Trust us. That, in a nutshell, is the underlying message behind a new rebranding campaign for Ascinsure Specialty Risk, the wholesale broker subsidiary of Pittsburgh-based retail brokerage Allied Insurance Brokers.

The rebranding includes a name change (it’s pronounced, “uh SIN sure”), new website and a renewed marketing plan that emphasizes the wholesaler’s generation of expertise in its niche insurance specialties: rental equipment, scaffolding, mobile cranes and inland marine.

“There are two main things we tried to do,” with the rebranding, said Assistant Vice President Chuck Weisenborn, one half of the two-man team that comprises Ascinsure. “First, we wanted a fresh name that would stand out in the crowd.”

The second? Address the deeper issue of trust, given that the wholesaler is owned by a large retail agency — a fact that could make some retail agents uneasy.

Weisenborn said the company wanted a new, separate brand name to “reinforce” to agents that — despite being owned by a potentially competing retail business — Ascinsure remains a completely separate, walled-off business that shares no client information with its retail sister company.

“There exists a certain level of distrust among retail brokers toward sending a submission to a wholesaler that operates with a retail agency,” Weisenborn said. “This helps us further delineate that division. Our integrity is priceless and it’s not for sale. Agents are not at risk for submissions getting taken by the retail side of our business.”
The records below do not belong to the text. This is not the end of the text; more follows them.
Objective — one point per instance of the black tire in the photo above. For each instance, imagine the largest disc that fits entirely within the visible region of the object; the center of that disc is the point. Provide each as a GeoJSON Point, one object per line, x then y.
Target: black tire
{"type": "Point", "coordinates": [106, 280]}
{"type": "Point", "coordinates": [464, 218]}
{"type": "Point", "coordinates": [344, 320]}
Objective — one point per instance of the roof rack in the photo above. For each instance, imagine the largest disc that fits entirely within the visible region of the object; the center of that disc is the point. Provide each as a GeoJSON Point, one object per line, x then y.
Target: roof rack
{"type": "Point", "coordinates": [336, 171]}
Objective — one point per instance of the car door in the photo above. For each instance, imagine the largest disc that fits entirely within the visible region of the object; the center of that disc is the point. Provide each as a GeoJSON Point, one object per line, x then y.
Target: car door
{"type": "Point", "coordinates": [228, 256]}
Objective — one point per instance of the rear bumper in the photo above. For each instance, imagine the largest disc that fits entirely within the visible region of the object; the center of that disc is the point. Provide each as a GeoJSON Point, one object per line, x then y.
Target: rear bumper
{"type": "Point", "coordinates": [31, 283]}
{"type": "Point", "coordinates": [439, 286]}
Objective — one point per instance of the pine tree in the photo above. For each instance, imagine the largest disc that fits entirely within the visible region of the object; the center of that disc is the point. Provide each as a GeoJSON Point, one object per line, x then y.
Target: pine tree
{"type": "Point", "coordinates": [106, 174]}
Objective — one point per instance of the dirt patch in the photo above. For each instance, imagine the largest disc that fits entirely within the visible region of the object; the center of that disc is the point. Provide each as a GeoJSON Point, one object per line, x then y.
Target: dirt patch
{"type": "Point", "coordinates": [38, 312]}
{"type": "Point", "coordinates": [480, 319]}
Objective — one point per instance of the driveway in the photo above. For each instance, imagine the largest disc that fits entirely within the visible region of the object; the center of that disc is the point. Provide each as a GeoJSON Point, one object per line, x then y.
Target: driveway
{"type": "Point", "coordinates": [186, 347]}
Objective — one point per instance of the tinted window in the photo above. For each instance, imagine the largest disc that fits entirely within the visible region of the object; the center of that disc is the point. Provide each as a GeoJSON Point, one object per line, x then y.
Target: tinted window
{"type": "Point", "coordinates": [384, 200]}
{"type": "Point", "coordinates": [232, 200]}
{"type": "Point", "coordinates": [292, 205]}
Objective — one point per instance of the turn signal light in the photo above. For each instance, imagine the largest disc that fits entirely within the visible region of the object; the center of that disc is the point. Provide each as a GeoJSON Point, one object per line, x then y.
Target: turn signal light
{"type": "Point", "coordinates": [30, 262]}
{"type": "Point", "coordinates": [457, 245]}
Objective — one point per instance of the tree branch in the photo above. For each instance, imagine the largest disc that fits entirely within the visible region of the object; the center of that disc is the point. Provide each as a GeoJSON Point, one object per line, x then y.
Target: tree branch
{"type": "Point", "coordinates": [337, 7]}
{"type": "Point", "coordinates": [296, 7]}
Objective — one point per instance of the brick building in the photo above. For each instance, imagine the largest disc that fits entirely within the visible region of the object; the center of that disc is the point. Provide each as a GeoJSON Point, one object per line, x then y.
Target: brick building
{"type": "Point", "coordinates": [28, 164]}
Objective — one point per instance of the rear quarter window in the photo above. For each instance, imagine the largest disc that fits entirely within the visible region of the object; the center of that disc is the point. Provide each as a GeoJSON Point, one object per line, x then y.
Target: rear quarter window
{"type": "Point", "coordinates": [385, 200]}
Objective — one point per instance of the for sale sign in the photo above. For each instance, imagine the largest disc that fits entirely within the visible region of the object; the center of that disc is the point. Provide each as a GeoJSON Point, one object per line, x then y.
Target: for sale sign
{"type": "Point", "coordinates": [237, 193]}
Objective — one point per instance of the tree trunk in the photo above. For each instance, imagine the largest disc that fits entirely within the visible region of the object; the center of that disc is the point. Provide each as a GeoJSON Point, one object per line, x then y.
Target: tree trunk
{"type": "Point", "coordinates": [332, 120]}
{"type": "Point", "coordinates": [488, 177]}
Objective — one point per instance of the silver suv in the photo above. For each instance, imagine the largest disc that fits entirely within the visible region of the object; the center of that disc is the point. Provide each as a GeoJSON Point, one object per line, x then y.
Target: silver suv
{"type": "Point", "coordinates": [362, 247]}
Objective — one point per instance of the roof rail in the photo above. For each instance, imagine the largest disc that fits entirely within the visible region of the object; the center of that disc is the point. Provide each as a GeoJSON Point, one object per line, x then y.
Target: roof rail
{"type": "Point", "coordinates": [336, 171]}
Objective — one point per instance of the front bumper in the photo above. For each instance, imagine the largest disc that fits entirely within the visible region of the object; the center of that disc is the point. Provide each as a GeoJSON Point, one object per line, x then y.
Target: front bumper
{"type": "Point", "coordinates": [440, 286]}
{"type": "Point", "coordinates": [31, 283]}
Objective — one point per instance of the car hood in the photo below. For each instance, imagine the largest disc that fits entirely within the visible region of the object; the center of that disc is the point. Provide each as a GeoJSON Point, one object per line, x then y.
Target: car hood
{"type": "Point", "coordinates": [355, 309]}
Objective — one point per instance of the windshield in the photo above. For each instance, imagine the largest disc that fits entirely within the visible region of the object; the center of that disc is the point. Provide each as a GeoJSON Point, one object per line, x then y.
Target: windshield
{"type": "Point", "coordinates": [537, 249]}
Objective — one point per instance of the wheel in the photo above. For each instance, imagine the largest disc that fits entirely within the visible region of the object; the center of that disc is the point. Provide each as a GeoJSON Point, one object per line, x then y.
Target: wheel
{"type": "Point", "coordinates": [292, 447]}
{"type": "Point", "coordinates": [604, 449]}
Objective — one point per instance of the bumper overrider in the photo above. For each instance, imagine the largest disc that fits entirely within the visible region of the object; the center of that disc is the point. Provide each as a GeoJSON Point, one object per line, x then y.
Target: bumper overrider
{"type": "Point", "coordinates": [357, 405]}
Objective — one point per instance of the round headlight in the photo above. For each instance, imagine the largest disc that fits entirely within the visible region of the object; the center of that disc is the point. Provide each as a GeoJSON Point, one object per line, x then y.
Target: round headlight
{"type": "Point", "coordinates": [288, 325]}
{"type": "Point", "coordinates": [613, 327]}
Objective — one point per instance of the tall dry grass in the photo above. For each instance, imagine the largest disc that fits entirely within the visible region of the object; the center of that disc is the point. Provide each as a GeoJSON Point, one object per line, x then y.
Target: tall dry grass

Operationally, separation has always been the case, including the computer systems, database and staff. The name change is meant to underscore that separation and ease agents’ concerns about client information being shared with a retail agency that could also write the business.

Timing of Rebranding

Competition is always tough but it’s even tougher than usual amid a down economy and perpetually soft market. This state of the market prompted the company’s rebranding, Weisenborn said.

Like most wholesalers with business lines concentrating on construction, Ascinsure’s has seen downturn affect its clients and potential clients. That’s another reason for the rebranding. It’s a chance to get out there and market Ascinsure’s products and services, so the name will be at the forefront of agents’ minds when things eventually turnaround, according to Weisenborn.

“Anybody who waits until the economy improves and the market hardens is too late,” he said.

From what he sees, the worst of things is already over, too. In the last six months, Ascinsure has received “more than just and uptick in inquiries” for coverage — a trend that Weisenborn expects to continue. Pricing, however, may remain soft for some time, he predicted.

Either way, Weisenborn said he hopes the rebranding effort will go a long way to communicating the firm’s key message: “Same reliable people, just a different label,” he said.